I finally found the perfect radio script form. It’s comes from BBC Radio. I discovered it in the Scrivener writing software. I’ve never seen it anywhere else, not even on the BBC Radio Writers Workshop. I think it’s an out-of-date disregarded form, but it’s so beautifully laid out, so perfectly reflects the medium, I immediately began writing radio dramas just to experience the form flow!


I began thinking I might adapt it for graphic novels. Formatting graphic novels is matter very much up for debate. Most of the forms I've tried have come off as clumsy and overly complex. I think a proper format results in the cleanest page possible. I want my writing to look uncluttered organized.

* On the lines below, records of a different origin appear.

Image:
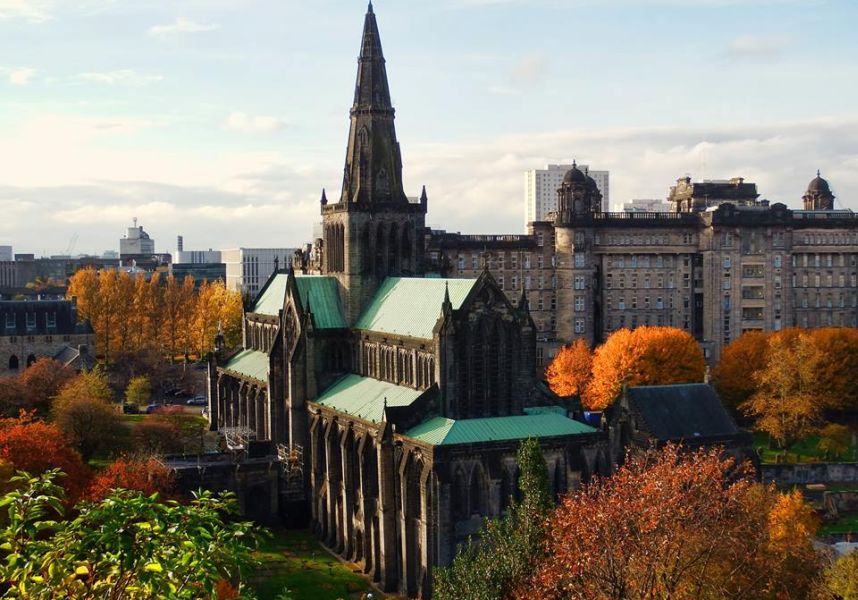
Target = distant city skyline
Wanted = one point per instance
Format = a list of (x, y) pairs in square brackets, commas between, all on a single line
[(222, 120)]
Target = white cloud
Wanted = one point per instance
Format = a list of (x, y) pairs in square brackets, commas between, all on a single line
[(34, 11), (756, 47), (121, 77), (18, 75), (181, 25), (244, 123)]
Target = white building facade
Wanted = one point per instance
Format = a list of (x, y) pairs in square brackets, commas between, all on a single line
[(136, 242), (247, 269), (648, 205), (540, 190)]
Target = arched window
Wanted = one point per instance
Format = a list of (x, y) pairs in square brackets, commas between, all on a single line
[(393, 250), (365, 250), (406, 266), (380, 252), (460, 495)]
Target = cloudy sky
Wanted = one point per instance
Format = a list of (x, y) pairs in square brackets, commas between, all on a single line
[(222, 120)]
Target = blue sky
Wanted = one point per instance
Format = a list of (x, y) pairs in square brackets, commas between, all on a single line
[(221, 120)]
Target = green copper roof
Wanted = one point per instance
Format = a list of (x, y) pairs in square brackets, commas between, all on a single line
[(249, 363), (439, 431), (411, 306), (322, 293), (364, 397), (270, 301), (324, 300)]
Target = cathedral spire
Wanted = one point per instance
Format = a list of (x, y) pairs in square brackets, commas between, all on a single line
[(373, 171)]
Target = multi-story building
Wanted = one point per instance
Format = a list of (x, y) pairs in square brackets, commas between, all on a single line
[(720, 263), (136, 243), (247, 269), (30, 330), (540, 190)]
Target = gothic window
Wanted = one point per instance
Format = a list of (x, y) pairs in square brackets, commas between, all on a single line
[(406, 267), (382, 182), (365, 251), (380, 254), (392, 250)]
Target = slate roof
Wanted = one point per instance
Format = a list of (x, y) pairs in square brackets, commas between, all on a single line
[(250, 364), (320, 291), (322, 297), (682, 411), (270, 299), (364, 397), (411, 306), (439, 431)]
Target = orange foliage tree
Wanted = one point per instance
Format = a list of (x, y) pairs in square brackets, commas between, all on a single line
[(789, 400), (642, 356), (570, 371), (165, 314), (741, 359), (35, 446), (145, 475), (43, 380), (671, 524)]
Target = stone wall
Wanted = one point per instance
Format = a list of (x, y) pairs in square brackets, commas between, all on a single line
[(800, 474)]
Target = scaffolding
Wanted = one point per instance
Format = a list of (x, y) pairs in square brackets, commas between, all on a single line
[(237, 439), (292, 463)]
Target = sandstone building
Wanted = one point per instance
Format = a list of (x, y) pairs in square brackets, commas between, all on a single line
[(33, 329), (407, 396), (722, 262)]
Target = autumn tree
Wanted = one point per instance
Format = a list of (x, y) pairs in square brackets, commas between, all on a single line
[(139, 391), (145, 475), (838, 371), (89, 385), (128, 545), (735, 375), (91, 426), (158, 437), (13, 396), (643, 356), (789, 402), (508, 547), (42, 381), (571, 369), (36, 447), (675, 524)]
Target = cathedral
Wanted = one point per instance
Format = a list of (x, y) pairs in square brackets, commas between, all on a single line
[(405, 394)]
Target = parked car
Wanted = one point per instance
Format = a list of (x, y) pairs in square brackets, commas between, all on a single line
[(198, 401)]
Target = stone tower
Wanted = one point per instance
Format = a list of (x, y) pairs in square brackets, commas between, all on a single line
[(373, 231), (818, 195), (578, 198)]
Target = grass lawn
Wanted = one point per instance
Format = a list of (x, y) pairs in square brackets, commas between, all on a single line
[(295, 560), (803, 451), (846, 524)]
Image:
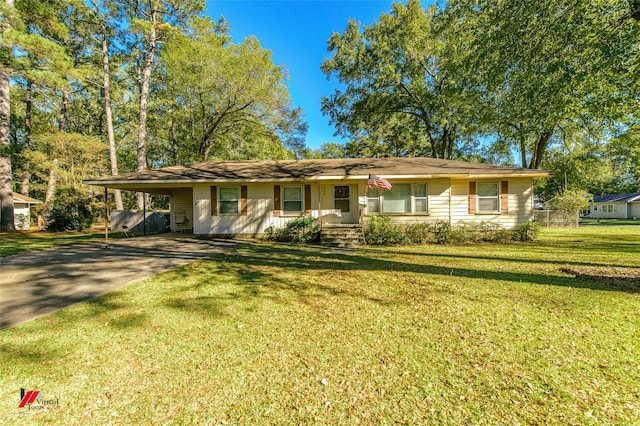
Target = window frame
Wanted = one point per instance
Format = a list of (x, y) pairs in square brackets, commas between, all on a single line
[(412, 200), (479, 209), (284, 200), (236, 200)]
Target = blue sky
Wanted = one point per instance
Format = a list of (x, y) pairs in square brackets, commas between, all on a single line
[(296, 31)]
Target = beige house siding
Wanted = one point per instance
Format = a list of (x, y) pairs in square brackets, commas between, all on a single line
[(520, 203), (182, 205), (448, 200), (619, 213)]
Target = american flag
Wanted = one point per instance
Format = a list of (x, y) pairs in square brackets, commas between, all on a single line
[(378, 182)]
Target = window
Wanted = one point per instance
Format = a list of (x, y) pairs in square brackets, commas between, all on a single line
[(488, 197), (292, 200), (420, 198), (229, 201), (373, 200), (398, 199), (341, 198)]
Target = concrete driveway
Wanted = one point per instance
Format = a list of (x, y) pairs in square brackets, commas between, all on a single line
[(39, 283)]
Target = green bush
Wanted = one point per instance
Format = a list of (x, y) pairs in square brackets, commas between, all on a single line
[(380, 232), (527, 232), (300, 230), (419, 233), (70, 211)]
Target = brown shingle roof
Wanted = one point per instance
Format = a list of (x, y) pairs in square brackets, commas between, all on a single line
[(282, 170)]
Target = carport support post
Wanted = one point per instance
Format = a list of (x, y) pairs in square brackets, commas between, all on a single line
[(106, 214), (144, 213)]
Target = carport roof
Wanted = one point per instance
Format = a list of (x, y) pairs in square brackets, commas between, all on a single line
[(617, 198), (309, 170)]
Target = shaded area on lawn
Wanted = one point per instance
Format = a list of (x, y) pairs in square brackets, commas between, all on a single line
[(40, 283)]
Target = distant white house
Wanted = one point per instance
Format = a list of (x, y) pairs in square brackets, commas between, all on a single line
[(22, 211), (617, 206)]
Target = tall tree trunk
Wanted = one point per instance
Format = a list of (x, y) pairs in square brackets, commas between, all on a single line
[(28, 99), (62, 121), (174, 140), (6, 178), (107, 112), (144, 103), (539, 149), (51, 185)]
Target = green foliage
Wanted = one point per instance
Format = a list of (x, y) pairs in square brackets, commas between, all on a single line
[(233, 99), (300, 230), (70, 211), (527, 232), (571, 202), (380, 231), (398, 97)]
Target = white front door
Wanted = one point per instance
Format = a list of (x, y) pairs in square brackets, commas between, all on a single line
[(337, 203)]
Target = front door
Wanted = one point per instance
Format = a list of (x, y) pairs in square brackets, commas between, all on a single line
[(337, 203)]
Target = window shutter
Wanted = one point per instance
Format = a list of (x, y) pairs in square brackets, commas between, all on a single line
[(214, 201), (307, 200), (472, 198), (504, 196), (243, 200), (276, 200)]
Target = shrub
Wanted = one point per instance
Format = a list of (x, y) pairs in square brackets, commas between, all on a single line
[(442, 232), (527, 232), (70, 211), (419, 233), (300, 230), (380, 231)]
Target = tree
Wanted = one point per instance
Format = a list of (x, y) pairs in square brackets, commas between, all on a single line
[(233, 98), (405, 91), (571, 202), (549, 66), (154, 19), (6, 177)]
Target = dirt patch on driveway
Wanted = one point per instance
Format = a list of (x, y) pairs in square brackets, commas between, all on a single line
[(39, 283)]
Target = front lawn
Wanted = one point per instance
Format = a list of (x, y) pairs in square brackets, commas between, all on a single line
[(280, 334), (620, 222)]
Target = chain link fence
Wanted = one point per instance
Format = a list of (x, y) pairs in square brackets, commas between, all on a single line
[(556, 218)]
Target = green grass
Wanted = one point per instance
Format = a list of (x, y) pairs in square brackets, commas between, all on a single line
[(479, 334), (625, 222), (26, 241)]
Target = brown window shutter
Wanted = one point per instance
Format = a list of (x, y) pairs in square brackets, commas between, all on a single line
[(243, 200), (472, 198), (214, 201), (307, 200), (504, 196), (276, 200)]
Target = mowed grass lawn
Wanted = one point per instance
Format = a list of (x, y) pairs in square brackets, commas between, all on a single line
[(280, 334)]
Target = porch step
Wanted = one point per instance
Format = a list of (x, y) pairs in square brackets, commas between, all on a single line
[(341, 235)]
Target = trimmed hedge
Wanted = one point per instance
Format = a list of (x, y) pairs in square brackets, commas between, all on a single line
[(380, 231)]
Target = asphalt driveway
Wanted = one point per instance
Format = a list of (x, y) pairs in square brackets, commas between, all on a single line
[(39, 283)]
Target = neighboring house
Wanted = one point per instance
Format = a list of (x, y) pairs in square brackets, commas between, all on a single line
[(620, 206), (22, 211), (247, 197)]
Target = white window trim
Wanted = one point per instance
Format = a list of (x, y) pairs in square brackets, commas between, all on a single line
[(282, 201), (237, 200), (413, 201), (486, 197)]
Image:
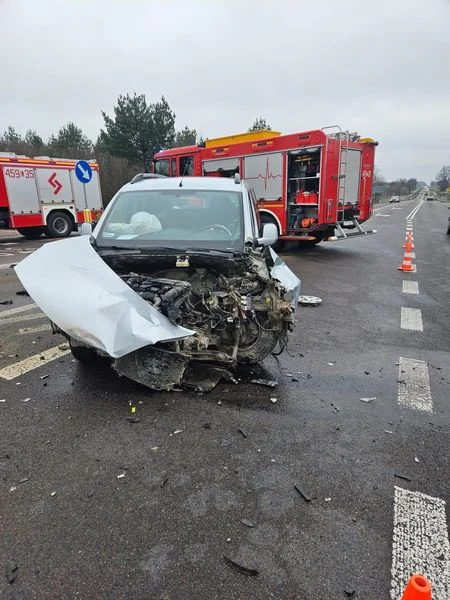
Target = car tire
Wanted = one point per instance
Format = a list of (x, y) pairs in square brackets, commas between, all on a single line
[(31, 233), (59, 224)]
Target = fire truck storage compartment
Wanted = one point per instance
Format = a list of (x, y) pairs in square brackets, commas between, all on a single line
[(303, 187), (221, 167), (264, 172), (350, 170)]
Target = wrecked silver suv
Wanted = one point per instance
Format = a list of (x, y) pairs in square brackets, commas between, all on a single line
[(177, 283)]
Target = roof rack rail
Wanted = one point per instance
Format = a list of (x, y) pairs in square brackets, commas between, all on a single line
[(143, 176)]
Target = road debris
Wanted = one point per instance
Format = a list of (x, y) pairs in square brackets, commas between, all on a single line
[(302, 493), (241, 568), (309, 300), (266, 382), (247, 523), (11, 571), (400, 476)]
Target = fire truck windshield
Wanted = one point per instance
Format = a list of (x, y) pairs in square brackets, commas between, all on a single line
[(175, 218), (162, 167)]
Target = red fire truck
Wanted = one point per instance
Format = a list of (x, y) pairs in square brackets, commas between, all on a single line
[(315, 185), (45, 195)]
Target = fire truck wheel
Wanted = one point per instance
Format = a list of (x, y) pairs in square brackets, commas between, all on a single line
[(59, 224), (31, 233)]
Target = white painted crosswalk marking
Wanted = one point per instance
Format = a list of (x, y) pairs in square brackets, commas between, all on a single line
[(32, 362), (420, 542), (411, 318), (17, 310), (37, 329), (410, 287), (22, 318), (414, 385)]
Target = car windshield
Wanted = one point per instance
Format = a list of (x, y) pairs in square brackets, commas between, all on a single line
[(182, 218)]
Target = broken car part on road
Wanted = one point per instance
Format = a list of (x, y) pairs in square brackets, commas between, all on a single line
[(175, 284)]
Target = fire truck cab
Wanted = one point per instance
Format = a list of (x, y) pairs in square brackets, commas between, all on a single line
[(315, 185), (45, 195)]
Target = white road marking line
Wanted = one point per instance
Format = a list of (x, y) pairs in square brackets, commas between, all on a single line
[(15, 311), (420, 542), (32, 362), (410, 287), (22, 318), (415, 392), (38, 329), (411, 318), (414, 211)]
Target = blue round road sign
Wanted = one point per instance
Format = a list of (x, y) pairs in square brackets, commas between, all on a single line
[(83, 171)]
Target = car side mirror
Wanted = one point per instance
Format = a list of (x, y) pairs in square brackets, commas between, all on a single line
[(86, 229), (269, 236)]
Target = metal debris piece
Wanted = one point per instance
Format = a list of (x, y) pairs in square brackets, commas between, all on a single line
[(266, 382), (247, 523), (240, 568), (400, 476), (310, 300), (11, 571), (302, 493)]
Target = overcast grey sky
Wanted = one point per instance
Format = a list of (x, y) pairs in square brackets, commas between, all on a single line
[(381, 67)]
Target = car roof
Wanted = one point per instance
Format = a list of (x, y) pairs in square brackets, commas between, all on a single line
[(188, 183)]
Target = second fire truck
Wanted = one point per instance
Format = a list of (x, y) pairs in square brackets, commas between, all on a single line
[(314, 185)]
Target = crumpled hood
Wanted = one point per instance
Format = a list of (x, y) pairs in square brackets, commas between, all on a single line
[(77, 290)]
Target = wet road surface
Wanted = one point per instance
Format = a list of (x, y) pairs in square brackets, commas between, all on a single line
[(95, 504)]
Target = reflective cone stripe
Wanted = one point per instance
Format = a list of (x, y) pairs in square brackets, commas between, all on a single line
[(418, 588)]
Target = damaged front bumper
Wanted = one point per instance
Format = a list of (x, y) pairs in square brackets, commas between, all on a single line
[(164, 326)]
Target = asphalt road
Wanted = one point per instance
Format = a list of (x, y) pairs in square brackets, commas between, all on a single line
[(93, 505)]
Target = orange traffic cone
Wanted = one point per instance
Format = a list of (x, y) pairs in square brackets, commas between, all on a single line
[(406, 264), (418, 588)]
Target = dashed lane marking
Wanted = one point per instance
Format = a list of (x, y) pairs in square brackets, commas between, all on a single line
[(414, 385), (411, 318), (17, 310), (38, 329), (32, 362), (420, 542), (410, 287)]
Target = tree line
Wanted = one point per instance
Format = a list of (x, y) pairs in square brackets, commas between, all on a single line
[(126, 144)]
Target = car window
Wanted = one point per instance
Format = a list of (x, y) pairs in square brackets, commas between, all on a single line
[(175, 218)]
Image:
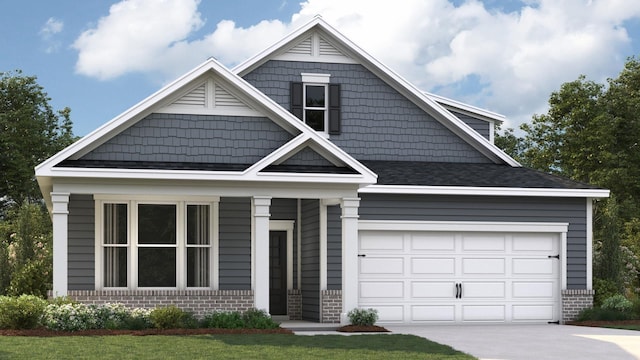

With graphic novels another format factor enters the fray. The artist. Collaborating across different disciplines is a challenge. Can formatting help? I believe it can, but I'm still testing the process.


All I can say looking at the available formats on Scrivener, reading Neil Gaimen and his thoughts on the matter, studying the form suggestions of Marvel Comics, I've yet to find a comic form that feels right, that feels 'writerly', and offers a focused flow, that offers inspiration, and puts creative work first.